Güvenliği Önceliklendiren bir Model İnşa Etmenin Zamanı
Veri güvenliğiyle ilgili artan sorunları ve güvenlik endişelerini ele almak için bulut hizmeti sağlayıcılarının ve BT ekiplerinin, güvenliğe öncelik veren bir kültür inşa etmek amacıyla birlikte çalışmaları gerekmektedir. Buna, yetenekli BT güvenliği profesyonellerinin işe alınması, eğitilmesi ve elde tutulmasının yanı sıra gittikçe daha da genişleyen dijital dünyadaki tehlikeleri en aza indirmek amacıyla süreçlerin ve teknolojilerin sürekli olarak iyileştirilmesi de dahildir.

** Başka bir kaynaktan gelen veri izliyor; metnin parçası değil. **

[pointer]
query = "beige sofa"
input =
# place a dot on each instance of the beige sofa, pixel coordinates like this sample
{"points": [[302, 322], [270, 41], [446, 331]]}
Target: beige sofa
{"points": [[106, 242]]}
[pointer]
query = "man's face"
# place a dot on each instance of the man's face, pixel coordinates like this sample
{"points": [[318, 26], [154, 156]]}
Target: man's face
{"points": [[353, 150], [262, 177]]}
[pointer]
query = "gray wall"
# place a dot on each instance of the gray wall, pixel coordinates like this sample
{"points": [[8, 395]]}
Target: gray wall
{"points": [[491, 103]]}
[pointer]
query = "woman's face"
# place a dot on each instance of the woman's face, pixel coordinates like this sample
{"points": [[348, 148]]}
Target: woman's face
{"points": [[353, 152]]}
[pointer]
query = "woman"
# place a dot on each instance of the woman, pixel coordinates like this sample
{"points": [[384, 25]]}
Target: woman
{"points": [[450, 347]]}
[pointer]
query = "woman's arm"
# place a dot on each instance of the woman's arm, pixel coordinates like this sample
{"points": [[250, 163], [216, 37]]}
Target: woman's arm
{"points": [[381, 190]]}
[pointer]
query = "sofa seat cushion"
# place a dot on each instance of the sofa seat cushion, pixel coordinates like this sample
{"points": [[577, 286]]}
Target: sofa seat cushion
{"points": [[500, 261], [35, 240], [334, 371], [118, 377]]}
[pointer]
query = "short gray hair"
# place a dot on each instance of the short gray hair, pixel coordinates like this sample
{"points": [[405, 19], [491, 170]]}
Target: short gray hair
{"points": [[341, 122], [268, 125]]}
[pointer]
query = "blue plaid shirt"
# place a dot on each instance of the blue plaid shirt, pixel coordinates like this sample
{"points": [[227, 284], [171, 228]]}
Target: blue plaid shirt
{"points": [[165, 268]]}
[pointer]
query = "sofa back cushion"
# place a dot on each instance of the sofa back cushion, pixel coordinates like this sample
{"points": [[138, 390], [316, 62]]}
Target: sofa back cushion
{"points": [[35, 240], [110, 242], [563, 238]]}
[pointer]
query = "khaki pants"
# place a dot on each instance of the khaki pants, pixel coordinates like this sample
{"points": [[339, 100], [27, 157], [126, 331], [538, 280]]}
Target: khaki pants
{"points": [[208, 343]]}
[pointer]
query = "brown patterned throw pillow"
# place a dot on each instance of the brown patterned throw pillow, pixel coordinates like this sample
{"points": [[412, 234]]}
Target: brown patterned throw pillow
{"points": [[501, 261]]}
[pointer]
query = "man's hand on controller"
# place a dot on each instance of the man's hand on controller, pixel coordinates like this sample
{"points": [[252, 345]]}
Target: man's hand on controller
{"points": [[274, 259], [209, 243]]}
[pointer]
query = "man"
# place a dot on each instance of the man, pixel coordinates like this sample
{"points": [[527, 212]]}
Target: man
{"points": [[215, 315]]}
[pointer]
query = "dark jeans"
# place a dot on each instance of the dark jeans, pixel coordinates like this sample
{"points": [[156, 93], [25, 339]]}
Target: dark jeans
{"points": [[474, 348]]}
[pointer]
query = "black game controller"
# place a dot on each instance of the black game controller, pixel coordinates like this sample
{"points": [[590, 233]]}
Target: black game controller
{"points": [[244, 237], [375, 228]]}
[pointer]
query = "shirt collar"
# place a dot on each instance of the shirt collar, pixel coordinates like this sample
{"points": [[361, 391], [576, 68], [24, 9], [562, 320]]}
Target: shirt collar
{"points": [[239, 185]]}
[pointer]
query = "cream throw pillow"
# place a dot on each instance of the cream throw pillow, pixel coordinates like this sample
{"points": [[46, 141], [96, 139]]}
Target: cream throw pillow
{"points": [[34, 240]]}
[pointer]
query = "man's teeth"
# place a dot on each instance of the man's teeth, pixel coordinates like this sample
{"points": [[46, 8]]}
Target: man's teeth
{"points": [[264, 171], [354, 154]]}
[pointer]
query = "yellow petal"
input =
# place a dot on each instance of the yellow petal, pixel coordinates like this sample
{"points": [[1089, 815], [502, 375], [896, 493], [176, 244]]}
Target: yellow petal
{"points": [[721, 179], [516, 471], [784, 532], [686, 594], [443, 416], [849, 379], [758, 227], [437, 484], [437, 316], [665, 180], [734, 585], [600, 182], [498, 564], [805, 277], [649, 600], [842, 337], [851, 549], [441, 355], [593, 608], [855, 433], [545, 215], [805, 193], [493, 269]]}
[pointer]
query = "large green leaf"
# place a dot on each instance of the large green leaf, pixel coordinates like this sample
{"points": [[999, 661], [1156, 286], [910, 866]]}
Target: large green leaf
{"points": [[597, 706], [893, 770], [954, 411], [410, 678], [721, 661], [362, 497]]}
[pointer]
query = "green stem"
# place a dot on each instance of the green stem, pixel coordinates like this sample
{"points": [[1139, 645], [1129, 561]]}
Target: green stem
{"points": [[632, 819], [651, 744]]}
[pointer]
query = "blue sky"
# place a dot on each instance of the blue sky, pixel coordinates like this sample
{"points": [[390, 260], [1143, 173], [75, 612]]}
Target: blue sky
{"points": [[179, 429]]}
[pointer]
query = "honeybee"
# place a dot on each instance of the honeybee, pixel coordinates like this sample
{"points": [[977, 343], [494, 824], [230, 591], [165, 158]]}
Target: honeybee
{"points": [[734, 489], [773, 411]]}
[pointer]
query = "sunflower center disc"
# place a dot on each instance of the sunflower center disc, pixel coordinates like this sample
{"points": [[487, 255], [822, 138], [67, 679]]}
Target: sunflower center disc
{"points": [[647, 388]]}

● Kuruluşların yüzde 69’u, CISO’larının reaktif bir şekilde tepki verdiğini ve genele açık bulut projelerine ise ancak siber güvenlikle ilgili bir olayın meydana gelmesinden sonra dahil olduğunu bildiriyor.
● Kuruluşların yüzde 73’ü, bulut güvenliği konusunda beceriye sahip bir CISO’ya sahip olduklarını veya sahip olmayı planladıklarını belirtirken yarısından fazlası (yüzde 53) ise CISO ile işbirliği içinde olması ve güvenlik kültürünü işletmeye entegre etmeye yardımcı olması için İş Bilgileri Güvenlik Sorumlusu (BISO) adıyla yeni bir role sahip olduklarını belirtiyor.
● BT profesyonellerinin yüzde 88’i, önümüzdeki üç yıl içinde bulutlarının büyük bir çoğunluğunda güvenliği geliştirmek amacıyla akıllı ve otomatik yama uygulaması kullanılacağını düşünüyor.
● Yüzde 87’si ise Yapay Zeka/Makine Öğrenimi özelliklerini, dolandırıcılık, zararlı yazılımlar ve yanlış yapılandırmalar gibi şeylere karşı daha iyi koruma elde edebilmek için yapılacak yeni güvenlik amaçlı satın almalarda “olması gereken” bir özellik olarak görüyor.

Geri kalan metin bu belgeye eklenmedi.